Driving mechanism on magnetostrictive type electromagnetic acoustic transducer for symmetrical vertical-mode Lamb wave and for shear horizontal-mode plate wave

Abstract

The properties of electromagnetic acoustic transducers (EMATs) for using the symmetrical vertical mode-(S0) Lamb wave and the shear horizontal fundamental mode-(SH0) plate wave were experimentally studied. The EMAT, consisting of a meandering coil and an electromagnet, can effectively transmit and receive the S0 mode Lamb wave and the SH0-mode plate wave in a thin metal plate. For ferromagnetic materials, such as steels, the magnetostriction is important for the transduction. The wave amplitude is not proportional to the static field strength, but is dependent on the magnetostrictive properties of the material. In this study, the amplitude and the phase of the S0 mode Lamb wave and SH0 mode plate wave generated by the EMATs are measured while changing the static field strength to the sheets.

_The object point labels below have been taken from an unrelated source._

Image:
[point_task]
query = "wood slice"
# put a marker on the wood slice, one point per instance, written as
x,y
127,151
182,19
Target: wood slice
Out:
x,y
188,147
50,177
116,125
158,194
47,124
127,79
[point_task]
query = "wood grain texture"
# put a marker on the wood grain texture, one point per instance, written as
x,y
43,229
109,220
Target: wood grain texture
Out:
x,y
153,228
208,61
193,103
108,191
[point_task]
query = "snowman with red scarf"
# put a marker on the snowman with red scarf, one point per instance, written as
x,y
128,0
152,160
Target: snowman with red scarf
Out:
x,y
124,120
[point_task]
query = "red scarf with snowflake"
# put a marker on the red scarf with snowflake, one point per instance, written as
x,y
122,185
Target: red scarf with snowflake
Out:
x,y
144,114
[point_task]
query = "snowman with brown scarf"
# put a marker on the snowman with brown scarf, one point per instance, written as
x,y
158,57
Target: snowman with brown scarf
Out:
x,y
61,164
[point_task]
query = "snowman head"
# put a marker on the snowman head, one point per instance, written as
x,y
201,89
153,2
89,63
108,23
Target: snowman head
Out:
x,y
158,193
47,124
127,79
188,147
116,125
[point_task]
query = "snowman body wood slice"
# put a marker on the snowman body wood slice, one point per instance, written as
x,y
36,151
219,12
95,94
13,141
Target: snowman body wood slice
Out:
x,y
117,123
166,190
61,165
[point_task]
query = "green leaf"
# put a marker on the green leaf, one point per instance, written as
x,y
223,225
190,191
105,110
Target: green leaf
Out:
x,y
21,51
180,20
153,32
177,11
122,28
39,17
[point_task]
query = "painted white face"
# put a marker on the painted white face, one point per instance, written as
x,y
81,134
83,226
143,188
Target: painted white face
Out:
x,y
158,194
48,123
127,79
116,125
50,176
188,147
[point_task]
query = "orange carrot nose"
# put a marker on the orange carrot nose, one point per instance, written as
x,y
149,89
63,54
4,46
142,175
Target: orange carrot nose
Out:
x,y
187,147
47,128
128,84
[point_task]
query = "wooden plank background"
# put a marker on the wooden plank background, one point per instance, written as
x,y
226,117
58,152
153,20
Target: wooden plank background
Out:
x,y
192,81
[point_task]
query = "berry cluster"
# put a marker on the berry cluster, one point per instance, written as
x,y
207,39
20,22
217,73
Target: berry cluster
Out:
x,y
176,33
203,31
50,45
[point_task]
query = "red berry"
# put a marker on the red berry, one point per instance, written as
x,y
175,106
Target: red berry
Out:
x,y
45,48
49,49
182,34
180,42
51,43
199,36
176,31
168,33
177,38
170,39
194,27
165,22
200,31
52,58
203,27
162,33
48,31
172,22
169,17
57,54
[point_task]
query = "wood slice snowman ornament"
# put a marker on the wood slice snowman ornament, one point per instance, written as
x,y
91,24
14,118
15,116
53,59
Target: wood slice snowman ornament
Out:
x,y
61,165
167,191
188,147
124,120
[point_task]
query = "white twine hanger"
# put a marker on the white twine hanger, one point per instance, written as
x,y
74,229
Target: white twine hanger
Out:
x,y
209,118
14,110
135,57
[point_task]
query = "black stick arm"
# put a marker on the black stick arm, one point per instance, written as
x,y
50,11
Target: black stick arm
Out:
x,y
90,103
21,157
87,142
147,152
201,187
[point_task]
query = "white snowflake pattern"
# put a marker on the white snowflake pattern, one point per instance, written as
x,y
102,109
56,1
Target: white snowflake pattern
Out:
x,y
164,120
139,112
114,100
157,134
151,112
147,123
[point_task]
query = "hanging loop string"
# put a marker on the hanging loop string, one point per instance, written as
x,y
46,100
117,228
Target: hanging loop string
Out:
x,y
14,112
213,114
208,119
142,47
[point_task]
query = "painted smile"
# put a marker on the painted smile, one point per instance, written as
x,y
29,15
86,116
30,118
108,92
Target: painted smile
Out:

The amplitude of the S0-mode Lamb wave in a low carbon steel sheet initially decreases with a static field to the minimum value, then increases again accompanying the phase inversion by 180 ° and finally decreases without any phase inversion. The amplitude of the SH0 mode plate wave in a low carbon steel sheet initially increases to the maximum value with the static field, then decreases to the minumum value and increases again accompanied by a phase inversion of about 90 °. These data were discussed on the basis of the magnetostrictive curve to the magnetizing current of an electromagnet in low carbon steel sheets.